L’article 5, afin de contenter les Colons, leur accorde une indemnité réglée par l’Assemblée Nationale. Le prix de la liberté suffira aux esclaves enfin libres pour lesquels aucune indemnité est prévue. Le gouvernement provisoire de la République issu de la Révolution de février 1848 ne fait, par ce décret, que renouveler la décision des conventionnels de 1794. « La Convention déclare l’esclavage des nègres aboli dans toutes les colonies ; en conséquence, elle décrète que tous les hommes, sans distinction de couleurs, domiciliés dans les colonies, sont citoyens français et jouiront de tous les droits assurés par la Constitution (16 pluviôse An II. 4 février 1794). Pourtant, cinq ans plus tôt, dans la nuit du 4 août, le duc de La Rochefoucauld-Liancourt s’était retrouvé bien seul à l’Assemblée, dans l’enthousiasme de l’abandon des privilèges, à faire reconnaître le principe d’égalité devant la Loi pour les esclaves.
La Grande Déportation débute avec la découverte du Nouveau Monde. L’exploitation des terres par les puissances européennes provoque la mise en place du commerce triangulaire et de la traite négrière. Durant quatre siècles, l’Afrique est saignée à blanc, atteignant son apogée aux XVIIIe et XIXe siècle. Pourtant, durant cette période, à travers l’Europe, des voix s’élèvent contre cette atteinte aux droits humains, réfutant les conditions économiques mises en avant par les Colons pour justifier l’esclavage. C’est le cas des philosophes des Lumières, même si parfois comme chez Montesquieu et Voltaire, les images défavorables aux Noirs véhiculées depuis le Moyen Age restent prégnantes. Le chevalier de Jaucourt dans son article de L’Encyclopédie sur « La Traite des Nègres » écrit : « On dira peut-être qu’elles seraient bientôt ruinées, ces colonies, si l’on y abolissait l’esclavage des nègres. Mais quand cela serait, faut-il conclure de là que le genre humain doit être horriblement lésé, pour nous enrichir ou fournir à notre luxe ? Il est vrai que les bourses des voleurs des grands chemins seraient vides, si le vol était absolument supprimé : mais les hommes ont-ils le droit de s’enrichir par des voies cruelles et criminelles ? Quel droit a un brigand de dévaliser les passants ?
« A qui est-il permis de devenir opulent, en rendant malheureux ses semblables ? Peut-il être légitime de dépouiller l’espèce humaine de ses droits les plus sacrés, uniquement pour satisfaire son avarice, sa vanité, ou ses passions particulières ? Non… Que les colonies européennes soient donc plutôt détruites, que de faire tant de malheureux !

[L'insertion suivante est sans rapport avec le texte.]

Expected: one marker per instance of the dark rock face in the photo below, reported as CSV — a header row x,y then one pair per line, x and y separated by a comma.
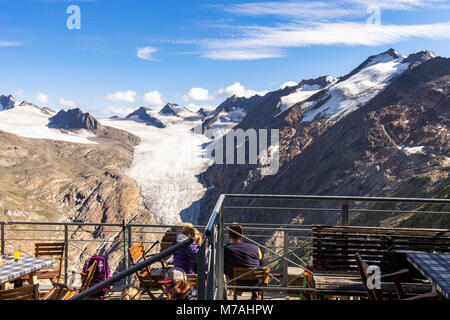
x,y
143,116
75,119
395,145
7,102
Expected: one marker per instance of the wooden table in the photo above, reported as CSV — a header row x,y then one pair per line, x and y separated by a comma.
x,y
435,267
11,270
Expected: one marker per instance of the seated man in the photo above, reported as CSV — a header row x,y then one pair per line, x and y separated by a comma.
x,y
239,254
177,287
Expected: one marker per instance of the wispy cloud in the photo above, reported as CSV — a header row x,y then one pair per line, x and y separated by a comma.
x,y
123,96
324,10
4,43
145,53
269,42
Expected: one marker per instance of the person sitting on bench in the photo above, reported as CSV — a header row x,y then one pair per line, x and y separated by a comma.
x,y
239,254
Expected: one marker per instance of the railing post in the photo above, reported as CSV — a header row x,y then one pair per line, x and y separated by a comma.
x,y
124,246
201,264
66,253
130,244
220,254
285,261
344,213
2,232
211,266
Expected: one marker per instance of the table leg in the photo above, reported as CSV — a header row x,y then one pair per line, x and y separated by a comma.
x,y
33,278
5,285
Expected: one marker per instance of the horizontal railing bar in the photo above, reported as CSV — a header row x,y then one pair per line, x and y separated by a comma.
x,y
272,224
277,229
331,198
272,288
336,210
62,223
282,208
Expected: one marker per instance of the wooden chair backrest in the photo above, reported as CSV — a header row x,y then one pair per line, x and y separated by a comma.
x,y
88,276
135,253
192,279
54,249
334,247
374,294
256,274
22,293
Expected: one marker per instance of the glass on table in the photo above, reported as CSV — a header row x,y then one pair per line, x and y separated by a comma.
x,y
16,256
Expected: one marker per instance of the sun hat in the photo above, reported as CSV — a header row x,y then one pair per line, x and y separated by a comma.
x,y
174,274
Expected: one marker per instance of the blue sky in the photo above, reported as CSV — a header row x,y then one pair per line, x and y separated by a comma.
x,y
129,53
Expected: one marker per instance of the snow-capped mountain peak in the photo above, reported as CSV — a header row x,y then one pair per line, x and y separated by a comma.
x,y
173,109
7,102
305,89
358,87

« Mais je crois qu’il est faux que la suppression de l’esclavage entraînerait leur ruine. Le commerce en souffrirait pendant quelque temps : je le veux, c’est là l’effet de tous les nouveaux arrangements, parce qu’en ce cas on ne pourrait trouver sur-le-champ les moyens de suivre un autre système ; mais il résulterait de cette suppression beaucoup d’autres avantages.
« C’est cette traite des nègres, c’est l’usage de la servitude qui a empêché l’Amérique de se peupler aussi promptement qu’elle l’aurait fait sans cela. Que l’on mette les nègres en liberté, et dans peu de générations ce pays vaste et fertile comptera des habitants sans nombre. Les arts, les talents y fleuriront ; et au lieu qu’il n’est presque peuplé que de sauvages et de bêtes féroces, il ne le sera bientôt que par des hommes industrieux. »
Dans son « Contrat social », Rousseau démontre la contradiction entre l’esclavage et le droit : « Ainsi, de quelque sens qu’on envisage les choses, le droit d’esclavage est nul, non seulement parce qu’il est illégitime, mais parce qu’il est absurde et ne signifie rien. Ces mots, esclave et droit, sont contradictoires ; ils s’excluent mutuellement. Soit d’un homme à un homme, soit d’un homme à un peuple, ce discours sera toujours également insensé : « Je fais avec toi une convention toute à ta charge et toute à mon profit, que j’observerai tant qu’il me plaira, et que tu observeras tant qu’il me plaira”. »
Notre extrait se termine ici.